自殺する少女を演じた秋吉久美子のデビュー作でもある。
カラー映画。
ストーリー
「ママ、びっくりしないで。わたしは旅に出たの。ただの家出じやないの、旅に出たのよ」。新居浜に住む十六歳の少女は、母子家庭や学生生活が嫌になって、お遍路さんの真似をして四国一周の旅に出た。
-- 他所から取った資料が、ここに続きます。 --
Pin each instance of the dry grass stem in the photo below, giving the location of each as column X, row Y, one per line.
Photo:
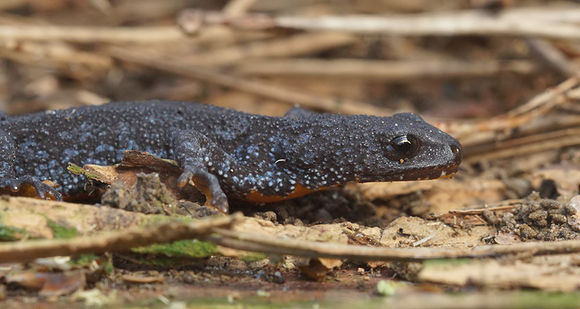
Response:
column 254, row 87
column 382, row 70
宇和島の映画館で痴漢に出会い、ご飯を奢らせる。強かな少女は足摺岬で旅芸人の松田国太郎に出会い、一座に無理やり加えてもらう。少女は、女優の政子と仲良くなり、二人でパンツ一枚になり海で泳いで遊ぶ。しかし、色男役の竜次が少女に無理やりキスを強要する。父のように慕っていた松田国太郎は、何も言わず席を外す。少女は、一座から出ていくことにして、政子に別れを告げる。政子は少女を抱きしめ、自分の乳房で少女を抱きしめ、少女の服を脱がした。彼女は、バイセクシュアルだったのだ。
少女は旅を続けたが、無理が祟って道端に倒れる。そこを魚の行商人である木村に救われる。木村の家に泊まり身体を癒やすと、彼女は、次第に木村に対して男性として意識し始める。
木村が姿を消す。何故か分からない彼女は、近所の同年代である加代に慰められる。二人は小説が好きだったので、気が合った。木村が釈放された夜、少女はついに彼に迫るが、木村は何もしてくれなかった。恥をかいた彼女は、家を飛びだして泣きながら走り出す・・・。
雑感
この作品は典型的ロード・ムービーであり、16歳の主人公(女子高生)は甘いことも辛いことも経験して成長していく。高校を中退した原作者・素九鬼子の実体験に基づいているらしい。
上映当時は、新人女優が脱いだことばかりセンセーショナルに取り上げられた。今映画を見ると、愛媛県新居浜市出身の主人公(女子高生)がおしゃれではないが、決して田舎くさくなかったことに少し違和感を感じる。斎藤耕一監督は、田舎を舞台にした映画ばかり撮るが、フランス映画かぶれした、都会的な感覚の作品が多い。もし、素人臭さを大切にしたいのならば、地元の女性や地元民を使うべきだったが、そのためにはまず監督から変えるべきだった。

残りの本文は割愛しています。